The Kong plugin acts as our “producer,” and our Kafka broker stores messages in a partition of our configured topic. Our Snowflake Connector acts as our “consumer,” waiting for Kafka to notify it of any new messages. The connector knows where to put them in Snowflake for us to make use of the data. The components and basic flow would look like this:

Apache Kafka components and basic flow

When (and when not) to use Apache Kafka

Apache Kafka is most effective if you need to connect multiple systems or if you have a need for high throughput.

Considering the effort and expense of implementing and supporting a Kafka instance, you’ll want to make sure you have use cases that make sense. For example, if you only need a low-volume message queue for worker processes, Kafka may be overkill.

However, perhaps you need to ingest high volumes of messages, logs, audit trails, and click data. Or maybe you need to connect microservices and track database change events and propagate those to a data lake.

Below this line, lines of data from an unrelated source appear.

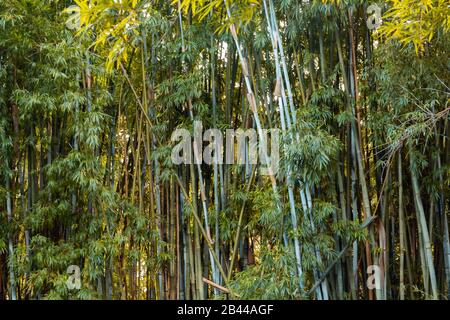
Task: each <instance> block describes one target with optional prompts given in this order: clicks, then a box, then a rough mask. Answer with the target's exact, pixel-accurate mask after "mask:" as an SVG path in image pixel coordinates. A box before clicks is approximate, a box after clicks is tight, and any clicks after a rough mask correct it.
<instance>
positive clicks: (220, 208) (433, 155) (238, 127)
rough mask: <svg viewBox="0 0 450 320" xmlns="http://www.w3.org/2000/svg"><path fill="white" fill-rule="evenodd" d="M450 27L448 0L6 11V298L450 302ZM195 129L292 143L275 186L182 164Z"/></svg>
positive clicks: (0, 144) (91, 7)
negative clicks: (270, 136) (262, 138)
mask: <svg viewBox="0 0 450 320" xmlns="http://www.w3.org/2000/svg"><path fill="white" fill-rule="evenodd" d="M373 4H376V5H377V6H378V7H379V8H380V11H381V12H382V14H383V15H384V17H383V20H382V24H381V26H380V28H378V29H369V28H368V25H367V20H368V19H369V20H370V19H376V18H377V17H375V16H370V15H368V13H367V8H368V6H369V5H373ZM378 22H381V21H378ZM449 30H450V9H449V6H448V2H447V1H445V0H402V1H399V0H390V1H373V2H370V1H357V0H348V1H345V0H342V1H313V0H311V1H306V0H305V1H300V0H280V1H275V0H233V1H231V0H225V1H220V0H211V1H205V0H185V1H177V0H175V1H173V2H171V1H167V0H97V1H90V0H75V1H69V0H8V1H2V2H1V3H0V213H1V215H0V299H225V298H242V299H324V300H325V299H447V298H448V297H449V295H450V292H449V287H450V251H449V250H450V247H449V231H448V228H449V223H448V215H449V211H450V188H449V185H450V176H449V172H450V144H449V130H450V124H449V111H450V107H449V94H450V90H449V82H450V72H449V71H450V61H449V48H450V41H449V40H450V39H449ZM194 120H201V121H202V122H203V125H204V127H206V128H207V127H216V128H221V129H224V130H225V129H227V128H233V129H238V128H242V129H246V128H256V129H258V132H261V131H259V130H260V129H264V128H266V129H268V128H280V129H282V130H283V132H284V134H283V135H282V147H281V154H282V157H281V159H280V168H281V169H280V170H279V172H278V174H277V175H276V176H263V175H260V174H259V171H260V169H261V168H260V167H259V166H254V165H251V164H250V163H249V161H247V162H246V164H245V165H239V166H238V165H225V164H223V165H222V164H216V165H212V166H209V165H195V164H192V165H179V166H175V165H173V164H172V161H171V158H170V154H171V148H172V146H173V143H172V142H171V140H170V137H171V134H172V132H173V131H174V130H175V129H177V128H187V129H189V130H192V127H193V122H194ZM260 138H261V137H260ZM70 265H78V266H79V267H80V269H81V288H80V289H75V290H69V287H68V286H67V283H66V282H67V280H68V278H69V276H70V274H68V273H67V268H68V267H69V266H70ZM371 265H376V266H378V267H379V270H380V271H381V274H382V275H383V276H382V278H381V283H380V284H381V285H380V286H379V287H378V288H377V289H374V290H372V289H369V288H368V286H367V285H366V282H367V280H369V282H371V278H369V277H370V276H371V275H372V273H371V272H369V273H368V272H367V270H368V267H370V266H371ZM205 279H207V280H209V281H210V282H213V283H215V284H216V285H215V286H214V285H210V284H208V283H207V282H205Z"/></svg>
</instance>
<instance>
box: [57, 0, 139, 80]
mask: <svg viewBox="0 0 450 320" xmlns="http://www.w3.org/2000/svg"><path fill="white" fill-rule="evenodd" d="M75 3H76V4H77V5H76V6H71V7H69V8H67V9H66V10H64V11H65V12H67V13H69V14H70V16H69V19H68V22H67V23H69V22H70V23H73V22H74V21H75V22H77V23H78V29H79V31H78V33H82V32H92V31H93V30H94V27H95V33H93V34H94V35H95V36H96V39H95V41H94V43H93V46H94V48H95V49H96V50H107V51H108V54H107V58H106V69H107V71H109V72H111V71H112V70H113V69H114V66H117V67H120V64H121V63H123V62H126V61H127V59H128V51H129V50H130V47H131V46H132V44H131V40H132V37H133V36H134V35H135V34H136V28H137V27H138V26H139V24H140V22H139V20H138V11H137V7H138V4H139V0H97V1H90V0H75Z"/></svg>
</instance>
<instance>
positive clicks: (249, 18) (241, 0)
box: [172, 0, 261, 30]
mask: <svg viewBox="0 0 450 320" xmlns="http://www.w3.org/2000/svg"><path fill="white" fill-rule="evenodd" d="M260 2H261V1H260V0H226V5H227V7H229V8H230V9H231V10H232V16H233V21H228V20H227V21H225V22H223V21H222V25H221V27H220V28H219V30H223V29H226V28H227V27H228V24H230V23H236V22H238V23H248V22H250V21H251V20H252V18H253V17H254V13H255V12H256V10H258V9H259V6H260ZM172 4H173V5H177V6H178V4H180V7H179V9H180V10H182V11H183V12H184V13H185V14H186V13H188V12H189V10H190V11H191V12H192V14H193V15H194V16H195V17H197V18H198V19H199V20H200V21H202V20H203V19H205V18H206V17H207V16H208V15H209V14H210V13H211V12H219V11H221V10H225V1H224V0H173V1H172Z"/></svg>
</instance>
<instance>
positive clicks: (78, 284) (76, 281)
mask: <svg viewBox="0 0 450 320" xmlns="http://www.w3.org/2000/svg"><path fill="white" fill-rule="evenodd" d="M67 273H68V274H70V276H69V279H67V281H66V285H67V289H69V290H75V289H76V290H79V289H80V288H81V270H80V267H79V266H77V265H74V264H73V265H70V266H68V267H67Z"/></svg>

If this sounds like your use case, Kafka may be just the tool to help you.

In addition to use cases mentioned specifically in Kafka documentation, the following high-level use cases may also warrant the use of Kafka:

  • Microservices-backed systems that are complex, with services owned by many teams
  • Change data capture, when a change needs to be propagated to many other systems for analytics, metrics, security alerts, auditing, etc.
  • Scale and/or redundancy, when uptime is critical or you have a high-traffic application
  • Data archiving, batch processing, or real-time processing, when you need to handle incoming streams of data to generate insights

You can read more about these patterns here.

Conclusion

Apache Kafka centers around the basic idea that some applications produce messages while other applications consume messages to do something with them. In the middle, you need a broker that handles those messages in a robust and reliable manner. That is the role of Apache Kafka.

When you’re ready to get started with Kafka, you can consider hosted services with free or inexpensive offerings, such as Heroku, Confluent, and Aiven. You can also spin up Kafka locally with Docker.